A guy I worked with years ago, used to ask, “Did you cross all your Ts and dot all your lower case Js?”

Clarity is important, unless you are a lawyer trying to obfuscate the truth or an accountant doing the same.

Ah, yes. There it is—the example I’ve never actually run into in practice.

My general feeling is to default to list, and use something besides commas if you need to set off an appositive-like statement. If I wanted to say that Jesus was my father, I might go with “I’d like thank my father (Jesus) and my mother” or even “I’d like to thank my Father—Jesus—and my mother.”

Yep. And that’s actually how I would transcribe it (most likely the latter way) if I wanted that meaning (that my father is Jesus).

Your wife and I would probably get along well. I match her on both of those. Crossing 7s seems to help reduce ambiguity with 1s (I also cross Zs, a habit I picked up in high school math classes to reduce ambiguity with 2s). As for the OC, it just makes sense and the list is consistent in formatting if it’s used.

It’s all those bloody prescriptivists who considered Latin the perfect language and tried to make English follow Latin rules, rot them.

I do not understand this reference. You’re supposed to dot the lowercase Js.

Does she dot her lower case Js?

Or engaged in a lawsuit with a cable company.

Telling people to rewrite an ambiguous sentence is fine at times.

But you can’t rewrite all of English. Grammarians have to deal with it in the raw.

I’ve always used the OC, even before I knew it had a name. Reasons:

  • It’s rarely wrong to use it.
  • Sometimes it’s needed for clarity.
  • I don’t want to forget it when I do need it.

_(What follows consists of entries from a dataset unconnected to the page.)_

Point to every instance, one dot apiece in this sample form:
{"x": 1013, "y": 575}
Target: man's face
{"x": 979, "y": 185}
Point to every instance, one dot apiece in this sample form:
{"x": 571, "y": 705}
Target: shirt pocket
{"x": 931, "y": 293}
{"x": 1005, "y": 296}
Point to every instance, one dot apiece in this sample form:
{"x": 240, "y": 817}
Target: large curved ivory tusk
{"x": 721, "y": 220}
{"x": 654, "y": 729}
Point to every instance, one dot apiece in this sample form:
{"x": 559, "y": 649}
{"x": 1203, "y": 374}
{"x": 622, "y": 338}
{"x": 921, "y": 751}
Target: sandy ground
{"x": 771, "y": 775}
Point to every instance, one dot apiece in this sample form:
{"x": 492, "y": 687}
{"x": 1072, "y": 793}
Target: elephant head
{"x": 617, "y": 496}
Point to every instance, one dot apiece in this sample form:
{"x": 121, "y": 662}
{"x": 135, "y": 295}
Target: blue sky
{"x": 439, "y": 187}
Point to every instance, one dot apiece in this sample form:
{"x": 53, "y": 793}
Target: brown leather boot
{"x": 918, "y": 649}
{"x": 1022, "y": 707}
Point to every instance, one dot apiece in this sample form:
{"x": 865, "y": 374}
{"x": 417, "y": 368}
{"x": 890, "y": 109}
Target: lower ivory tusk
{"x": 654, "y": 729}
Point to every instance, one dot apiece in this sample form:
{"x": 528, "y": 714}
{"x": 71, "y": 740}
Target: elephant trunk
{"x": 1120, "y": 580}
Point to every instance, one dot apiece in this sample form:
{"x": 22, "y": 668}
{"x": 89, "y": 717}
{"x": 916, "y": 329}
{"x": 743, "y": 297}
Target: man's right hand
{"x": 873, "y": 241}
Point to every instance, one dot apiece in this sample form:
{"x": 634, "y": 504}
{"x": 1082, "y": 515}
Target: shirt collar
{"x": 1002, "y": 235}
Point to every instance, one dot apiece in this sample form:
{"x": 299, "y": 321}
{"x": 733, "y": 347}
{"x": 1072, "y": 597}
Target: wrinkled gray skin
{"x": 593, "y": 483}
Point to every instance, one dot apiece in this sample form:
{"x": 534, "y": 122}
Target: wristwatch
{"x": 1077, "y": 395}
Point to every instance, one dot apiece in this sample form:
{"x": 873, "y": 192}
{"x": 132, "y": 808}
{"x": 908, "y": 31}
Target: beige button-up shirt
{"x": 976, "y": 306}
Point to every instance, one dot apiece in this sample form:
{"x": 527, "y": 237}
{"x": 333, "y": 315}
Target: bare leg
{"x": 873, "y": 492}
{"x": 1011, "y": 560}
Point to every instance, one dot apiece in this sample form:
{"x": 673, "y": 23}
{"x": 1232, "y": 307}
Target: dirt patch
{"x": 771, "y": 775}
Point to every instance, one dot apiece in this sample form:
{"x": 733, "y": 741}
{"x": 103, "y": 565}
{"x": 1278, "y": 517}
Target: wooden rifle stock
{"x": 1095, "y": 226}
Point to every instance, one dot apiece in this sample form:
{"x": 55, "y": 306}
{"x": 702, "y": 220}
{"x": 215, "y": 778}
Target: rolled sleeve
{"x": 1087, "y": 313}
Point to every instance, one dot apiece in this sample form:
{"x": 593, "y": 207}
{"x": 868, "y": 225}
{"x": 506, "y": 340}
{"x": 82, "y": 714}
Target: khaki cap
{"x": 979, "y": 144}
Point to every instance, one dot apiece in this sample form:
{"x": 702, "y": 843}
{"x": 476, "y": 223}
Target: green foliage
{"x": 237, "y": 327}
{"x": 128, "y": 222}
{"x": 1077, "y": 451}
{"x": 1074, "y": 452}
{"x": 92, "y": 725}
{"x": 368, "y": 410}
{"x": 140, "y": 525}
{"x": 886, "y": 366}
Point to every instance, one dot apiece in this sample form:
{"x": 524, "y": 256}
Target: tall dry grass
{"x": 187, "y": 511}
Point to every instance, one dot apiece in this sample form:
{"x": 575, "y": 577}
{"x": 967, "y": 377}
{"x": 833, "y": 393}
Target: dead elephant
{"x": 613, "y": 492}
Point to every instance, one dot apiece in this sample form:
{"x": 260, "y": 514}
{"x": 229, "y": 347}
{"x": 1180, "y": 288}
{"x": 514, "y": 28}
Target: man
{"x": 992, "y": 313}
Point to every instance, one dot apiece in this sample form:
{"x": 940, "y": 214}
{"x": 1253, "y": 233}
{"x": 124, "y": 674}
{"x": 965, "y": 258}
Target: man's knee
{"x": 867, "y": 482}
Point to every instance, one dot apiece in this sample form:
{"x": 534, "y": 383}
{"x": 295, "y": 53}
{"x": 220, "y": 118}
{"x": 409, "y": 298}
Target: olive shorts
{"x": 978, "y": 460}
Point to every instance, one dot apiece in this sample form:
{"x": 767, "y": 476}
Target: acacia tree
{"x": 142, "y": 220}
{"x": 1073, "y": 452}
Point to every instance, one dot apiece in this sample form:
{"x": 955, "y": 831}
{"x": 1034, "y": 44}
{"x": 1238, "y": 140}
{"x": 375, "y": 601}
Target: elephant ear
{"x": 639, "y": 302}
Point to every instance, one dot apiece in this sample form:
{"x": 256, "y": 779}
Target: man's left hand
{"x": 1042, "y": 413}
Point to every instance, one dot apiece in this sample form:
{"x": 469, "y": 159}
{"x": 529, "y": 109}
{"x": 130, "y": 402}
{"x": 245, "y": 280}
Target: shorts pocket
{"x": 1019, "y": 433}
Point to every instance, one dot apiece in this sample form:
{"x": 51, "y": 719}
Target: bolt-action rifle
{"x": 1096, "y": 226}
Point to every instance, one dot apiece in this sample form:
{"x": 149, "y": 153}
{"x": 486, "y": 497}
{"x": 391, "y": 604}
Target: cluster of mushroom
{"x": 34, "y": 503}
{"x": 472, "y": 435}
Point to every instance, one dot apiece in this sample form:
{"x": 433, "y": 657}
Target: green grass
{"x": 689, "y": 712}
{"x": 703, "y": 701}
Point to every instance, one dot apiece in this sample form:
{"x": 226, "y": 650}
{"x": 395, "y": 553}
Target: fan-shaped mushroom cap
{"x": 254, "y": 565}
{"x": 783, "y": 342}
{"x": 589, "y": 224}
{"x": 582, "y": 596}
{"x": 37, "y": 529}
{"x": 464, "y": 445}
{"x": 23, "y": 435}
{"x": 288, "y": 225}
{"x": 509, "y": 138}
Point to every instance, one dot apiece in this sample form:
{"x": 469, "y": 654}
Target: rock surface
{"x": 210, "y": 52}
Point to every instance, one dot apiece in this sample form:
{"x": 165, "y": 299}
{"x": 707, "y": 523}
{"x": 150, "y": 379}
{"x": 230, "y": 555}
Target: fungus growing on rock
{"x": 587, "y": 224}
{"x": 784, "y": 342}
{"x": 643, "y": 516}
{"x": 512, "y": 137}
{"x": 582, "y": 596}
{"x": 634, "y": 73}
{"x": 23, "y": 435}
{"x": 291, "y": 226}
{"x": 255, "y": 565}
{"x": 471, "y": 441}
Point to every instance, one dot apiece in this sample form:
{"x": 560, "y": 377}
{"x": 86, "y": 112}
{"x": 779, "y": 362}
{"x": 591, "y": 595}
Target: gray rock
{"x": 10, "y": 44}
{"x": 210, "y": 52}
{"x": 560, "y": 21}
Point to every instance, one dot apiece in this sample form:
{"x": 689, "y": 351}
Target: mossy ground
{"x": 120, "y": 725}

On the other hand, I don’t look down on those lesser intellects who eschew it. :wink:

Greater intellects.

Because we understand without needing punctuation for children.

:slight_smile:

If you don’t like the Oxford comma, just replace it with a regular comma.

Would a GED comma suffice?

Yep, same here. But I do not always remember.

The folks in Cambridge would like to have a word with you.

In high school I was taught to not use the Oxford comma (it wasn’t called that, just was taught not including that last comma) but now I do since it seems to be the more accepted way these days.

I think the Oxford comma makes a sentence read better, and I think it adds clarity and consistency. But I wouldn’t get much fussed by it one way or another. Nor with using incomplete sentences once in a while. The biggest trainwreck of English is spelling, and that ain’t going to be fixed much, ever.

That’s where “[sic]” comes in.

This is probably my most snobbish opinion on anything, and I apologize in advance.

Redundant punctuation seems really . . . bourgeoisie . . . to me. Like, a person who learned to punctuate by rote and meticulously hyper-corrects just in case.

So I prefer the cleaner look of no Oxford comma, no periods at the end of sentences in bulleted lists (especially on slides), and no quote marks around like, mottos or in signatures.

But I recognize that this is my hang up.